Every bill creates winners and losers. Here's who stands to gain and who bears the cost.

Who Benefits

  • Outdoor workers in heat-exposed occupations (e.g., farmworkers and construction crews) gain formal protections that reduce heat-related illness and injuries.
  • Labor unions and worker advocates gain clearer rights and stronger enforcement mechanisms to protect members.
  • Manufacturing and service sector employees operating in hot environments benefit from standardized protections and predictable compliance expectations.
  • Employers that invest in compliant heat protection programs reduce the risk of costly accidents and potential penalties by adhering to a clear framework.

Who Bears the Cost

  • Private-sector employers bear the upfront costs of implementing engineering controls, training, and prevention plans.
  • Small businesses with limited safety resources may face higher relative compliance costs and administrative burdens.
  • Temporary labor providers and camps may incur additional standards for housing and comfort facilities to meet core protections.
  • State and local agencies may incur administrative costs to align with federal rulemaking and enforcement processes.

Key Issues

The Core Tension

The central dilemma is balancing aggressive worker protection with practical implementation across diverse workplaces and organizational sizes, without imposing unsustainable costs or administrative complexity that could hinder compliance.
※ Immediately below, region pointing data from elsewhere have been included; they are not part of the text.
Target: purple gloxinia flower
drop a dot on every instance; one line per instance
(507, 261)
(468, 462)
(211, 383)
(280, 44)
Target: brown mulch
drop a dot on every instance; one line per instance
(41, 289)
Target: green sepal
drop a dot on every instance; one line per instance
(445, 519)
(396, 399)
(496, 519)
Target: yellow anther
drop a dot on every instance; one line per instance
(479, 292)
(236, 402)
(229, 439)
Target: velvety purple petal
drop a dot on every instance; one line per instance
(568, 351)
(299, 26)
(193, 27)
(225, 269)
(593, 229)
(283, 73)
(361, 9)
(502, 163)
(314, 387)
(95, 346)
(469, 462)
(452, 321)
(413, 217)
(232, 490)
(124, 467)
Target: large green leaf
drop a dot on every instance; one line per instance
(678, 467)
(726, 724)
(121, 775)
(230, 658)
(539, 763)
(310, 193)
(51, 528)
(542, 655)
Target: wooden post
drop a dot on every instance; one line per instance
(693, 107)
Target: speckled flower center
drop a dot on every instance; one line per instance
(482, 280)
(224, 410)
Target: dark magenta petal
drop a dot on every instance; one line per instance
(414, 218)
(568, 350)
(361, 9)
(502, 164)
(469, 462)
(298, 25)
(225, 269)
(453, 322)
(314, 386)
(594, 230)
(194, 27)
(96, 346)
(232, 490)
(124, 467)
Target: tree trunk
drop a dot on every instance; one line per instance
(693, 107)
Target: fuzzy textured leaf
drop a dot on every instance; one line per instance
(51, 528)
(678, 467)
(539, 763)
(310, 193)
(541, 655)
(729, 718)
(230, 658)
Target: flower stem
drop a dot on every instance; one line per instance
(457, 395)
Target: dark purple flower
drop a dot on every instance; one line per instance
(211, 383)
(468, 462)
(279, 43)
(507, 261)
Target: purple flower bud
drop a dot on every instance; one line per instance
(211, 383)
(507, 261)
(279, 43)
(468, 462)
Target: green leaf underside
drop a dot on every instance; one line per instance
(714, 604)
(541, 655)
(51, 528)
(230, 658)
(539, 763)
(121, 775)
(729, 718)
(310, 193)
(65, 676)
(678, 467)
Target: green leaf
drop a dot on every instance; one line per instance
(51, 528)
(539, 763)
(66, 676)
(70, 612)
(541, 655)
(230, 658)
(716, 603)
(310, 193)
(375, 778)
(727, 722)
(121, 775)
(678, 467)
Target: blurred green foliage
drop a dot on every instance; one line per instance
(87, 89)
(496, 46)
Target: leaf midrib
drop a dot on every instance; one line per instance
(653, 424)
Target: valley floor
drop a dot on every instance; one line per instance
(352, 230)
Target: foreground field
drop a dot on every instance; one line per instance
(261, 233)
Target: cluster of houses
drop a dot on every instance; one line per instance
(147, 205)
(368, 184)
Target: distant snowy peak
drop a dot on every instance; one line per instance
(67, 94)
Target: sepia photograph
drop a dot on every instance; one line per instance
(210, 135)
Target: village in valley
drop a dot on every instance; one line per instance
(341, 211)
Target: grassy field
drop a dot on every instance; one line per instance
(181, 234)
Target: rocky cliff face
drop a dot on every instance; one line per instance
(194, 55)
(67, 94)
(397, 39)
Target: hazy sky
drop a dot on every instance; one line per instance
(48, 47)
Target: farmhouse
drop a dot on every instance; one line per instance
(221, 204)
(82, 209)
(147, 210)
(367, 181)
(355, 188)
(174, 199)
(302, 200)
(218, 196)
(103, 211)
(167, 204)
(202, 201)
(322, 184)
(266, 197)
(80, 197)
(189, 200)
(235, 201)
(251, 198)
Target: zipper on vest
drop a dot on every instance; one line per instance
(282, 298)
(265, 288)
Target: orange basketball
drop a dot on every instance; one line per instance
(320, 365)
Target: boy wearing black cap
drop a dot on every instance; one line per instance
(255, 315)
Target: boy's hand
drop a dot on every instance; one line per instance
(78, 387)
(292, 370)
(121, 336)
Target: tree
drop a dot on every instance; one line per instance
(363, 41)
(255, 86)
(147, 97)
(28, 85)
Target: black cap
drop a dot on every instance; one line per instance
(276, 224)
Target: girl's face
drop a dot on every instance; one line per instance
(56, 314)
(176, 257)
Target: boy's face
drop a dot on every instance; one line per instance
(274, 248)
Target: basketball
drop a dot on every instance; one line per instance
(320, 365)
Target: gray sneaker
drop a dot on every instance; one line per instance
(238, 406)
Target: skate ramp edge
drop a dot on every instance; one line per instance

The bill’s approach creates policy tensions around feasibility versus protection, especially for small or dispersed employers. The standard relies on best available evidence and allows the Secretary to adjust through rulemaking, but also relies on substantial enforcement and reporting to be effective.

The interim final rule provides a near-term baseline, but the pathway to a final rule depends on petitions, timelines, and public input, which could affect certainty for employers and workers alike. Additionally, language access, pay protections, and temporary labor camp provisions address common exposure points but raise questions about the scope of applicability across industries and how the standards will be audited in practice.